CIT Q3 EPS Beats Estimates; Commercial Finance, Business Capital Higher

CIT Group reported Q3/18 net income from continuing operations of $131 million or $1.15 per share compared to $139 million or $1.02 per share. The bank noted the increase from continuing operations excluded noteworthy items that reflect the decline in the average number of diluted common shares outstanding due to significant share repurchases over the past four quarters.

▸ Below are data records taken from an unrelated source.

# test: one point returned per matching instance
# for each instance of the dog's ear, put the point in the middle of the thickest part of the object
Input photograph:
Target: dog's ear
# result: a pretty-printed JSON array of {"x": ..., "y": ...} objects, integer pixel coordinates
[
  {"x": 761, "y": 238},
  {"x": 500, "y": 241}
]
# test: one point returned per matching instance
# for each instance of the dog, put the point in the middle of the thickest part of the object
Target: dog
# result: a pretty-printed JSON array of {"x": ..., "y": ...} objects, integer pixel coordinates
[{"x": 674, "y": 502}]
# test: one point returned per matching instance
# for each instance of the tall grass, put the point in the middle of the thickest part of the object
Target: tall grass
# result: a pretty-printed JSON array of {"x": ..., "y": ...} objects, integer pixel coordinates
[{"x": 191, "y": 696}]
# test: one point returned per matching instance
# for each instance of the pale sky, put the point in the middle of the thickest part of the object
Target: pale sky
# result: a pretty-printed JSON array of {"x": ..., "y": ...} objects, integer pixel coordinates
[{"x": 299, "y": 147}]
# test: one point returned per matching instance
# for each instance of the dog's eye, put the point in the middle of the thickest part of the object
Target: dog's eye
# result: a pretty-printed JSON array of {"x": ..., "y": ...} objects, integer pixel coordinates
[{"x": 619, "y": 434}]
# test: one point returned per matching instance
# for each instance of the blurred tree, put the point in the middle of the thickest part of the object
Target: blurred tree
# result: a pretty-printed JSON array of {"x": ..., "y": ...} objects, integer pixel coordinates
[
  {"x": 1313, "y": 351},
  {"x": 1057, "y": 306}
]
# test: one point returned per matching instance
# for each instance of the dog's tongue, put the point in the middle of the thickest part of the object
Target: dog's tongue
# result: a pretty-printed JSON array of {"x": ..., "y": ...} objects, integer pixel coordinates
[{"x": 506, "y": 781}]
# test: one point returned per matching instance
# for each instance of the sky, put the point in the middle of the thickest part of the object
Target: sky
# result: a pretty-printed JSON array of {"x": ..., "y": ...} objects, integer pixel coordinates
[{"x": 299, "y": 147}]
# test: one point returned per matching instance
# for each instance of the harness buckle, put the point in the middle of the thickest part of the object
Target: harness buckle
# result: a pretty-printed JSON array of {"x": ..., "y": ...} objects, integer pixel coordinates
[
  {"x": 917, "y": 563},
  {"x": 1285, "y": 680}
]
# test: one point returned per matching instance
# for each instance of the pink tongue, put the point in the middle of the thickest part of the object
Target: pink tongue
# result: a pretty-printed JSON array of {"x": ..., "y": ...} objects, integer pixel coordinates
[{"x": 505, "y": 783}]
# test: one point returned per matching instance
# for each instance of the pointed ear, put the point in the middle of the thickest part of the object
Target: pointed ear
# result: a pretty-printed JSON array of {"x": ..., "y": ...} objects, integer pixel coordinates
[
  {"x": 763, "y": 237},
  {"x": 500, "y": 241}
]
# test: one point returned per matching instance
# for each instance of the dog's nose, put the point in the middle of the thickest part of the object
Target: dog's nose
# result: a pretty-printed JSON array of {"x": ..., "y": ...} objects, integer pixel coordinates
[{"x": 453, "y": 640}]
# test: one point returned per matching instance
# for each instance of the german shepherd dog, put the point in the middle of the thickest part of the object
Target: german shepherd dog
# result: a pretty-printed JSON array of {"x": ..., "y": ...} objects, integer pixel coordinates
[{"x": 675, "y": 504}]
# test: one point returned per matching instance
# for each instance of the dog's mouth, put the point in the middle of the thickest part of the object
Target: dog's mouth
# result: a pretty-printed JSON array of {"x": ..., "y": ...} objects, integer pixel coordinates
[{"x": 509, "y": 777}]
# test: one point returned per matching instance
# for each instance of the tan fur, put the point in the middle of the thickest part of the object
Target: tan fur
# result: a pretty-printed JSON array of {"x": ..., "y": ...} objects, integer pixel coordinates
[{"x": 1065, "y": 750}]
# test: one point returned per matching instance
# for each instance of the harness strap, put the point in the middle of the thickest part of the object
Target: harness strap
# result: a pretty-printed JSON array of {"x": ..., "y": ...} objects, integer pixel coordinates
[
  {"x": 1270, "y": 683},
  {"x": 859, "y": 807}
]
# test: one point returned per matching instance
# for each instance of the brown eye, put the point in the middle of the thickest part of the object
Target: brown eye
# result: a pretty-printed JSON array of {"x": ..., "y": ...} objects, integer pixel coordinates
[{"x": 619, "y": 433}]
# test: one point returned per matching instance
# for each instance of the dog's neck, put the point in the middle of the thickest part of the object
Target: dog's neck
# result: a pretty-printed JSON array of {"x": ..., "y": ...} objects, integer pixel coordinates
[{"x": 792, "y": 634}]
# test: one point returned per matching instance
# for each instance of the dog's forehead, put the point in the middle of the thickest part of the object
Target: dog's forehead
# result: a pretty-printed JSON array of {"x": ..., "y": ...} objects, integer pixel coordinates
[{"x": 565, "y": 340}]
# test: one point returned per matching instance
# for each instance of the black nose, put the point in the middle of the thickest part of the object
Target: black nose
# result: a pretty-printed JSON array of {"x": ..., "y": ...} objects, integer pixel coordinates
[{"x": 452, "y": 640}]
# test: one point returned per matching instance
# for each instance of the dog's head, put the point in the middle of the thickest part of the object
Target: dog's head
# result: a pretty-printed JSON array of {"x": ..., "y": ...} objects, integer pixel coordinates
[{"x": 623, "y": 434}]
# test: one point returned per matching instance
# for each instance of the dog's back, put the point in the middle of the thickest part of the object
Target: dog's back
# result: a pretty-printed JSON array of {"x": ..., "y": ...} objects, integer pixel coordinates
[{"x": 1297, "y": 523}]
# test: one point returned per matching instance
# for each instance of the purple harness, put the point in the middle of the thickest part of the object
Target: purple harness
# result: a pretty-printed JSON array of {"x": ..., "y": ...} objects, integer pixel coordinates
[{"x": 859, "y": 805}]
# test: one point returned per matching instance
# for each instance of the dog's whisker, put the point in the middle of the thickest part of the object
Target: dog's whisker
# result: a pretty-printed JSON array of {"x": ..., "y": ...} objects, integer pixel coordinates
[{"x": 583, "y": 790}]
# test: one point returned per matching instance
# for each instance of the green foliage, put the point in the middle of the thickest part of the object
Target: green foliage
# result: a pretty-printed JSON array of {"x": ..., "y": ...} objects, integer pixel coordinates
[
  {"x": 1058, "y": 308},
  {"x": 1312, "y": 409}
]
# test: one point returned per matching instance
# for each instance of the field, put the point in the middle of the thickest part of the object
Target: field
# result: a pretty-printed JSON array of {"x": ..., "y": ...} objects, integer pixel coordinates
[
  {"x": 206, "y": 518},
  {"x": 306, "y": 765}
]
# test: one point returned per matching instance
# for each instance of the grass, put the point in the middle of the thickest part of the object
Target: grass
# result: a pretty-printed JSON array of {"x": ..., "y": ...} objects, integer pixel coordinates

The following highlights were excerpted from the CIT news release:

  • Total Commercial Finance loans and leases at September 30, 2018 of $10,129.7 million were up 7.2% from $9,450.2 million a year earlier
  • Total Business Capital loans and leases at September 30, 2018 of $6,880.9 million were up 9.8% from $6,264.5 million a year earlier
  • Completed the sale of its European railcar leasing business (NACCO) on October 4. Use of net proceeds of $1.1 billion to include liability management actions, including the termination of the TRS, and return of capital to shareholders under the current share repurchase authorization
  • Expected sale of approximately $350 million of railcar assets to CIT Bank to enable more efficient deposit-based funding
  • In discontinued operations, Business Air loans and leases totaled $111 million, down from $134 million at June 30, 2018 and $218 million at September 30, 2017

“In the third quarter, we delivered strong performance in all areas of our strategic plan,” said CIT Chairwoman and CEO Ellen R. Alemany. “The average core loan and lease portfolio grew 8% year-over-year driven by strong originations as our strategic initiatives gained momentum. In addition, we made significant progress in reducing operating expenses, returning capital and driving greater funding efficiency through continued consumer deposit growth and the extension of debt maturities.”

Alemany continued, “In October, we completed the sale of the European rail business, which enabled us to initiate a series of liability management actions to further optimize our funding profile. Collectively, these efforts advance our plan to improve our return on tangible common equity.”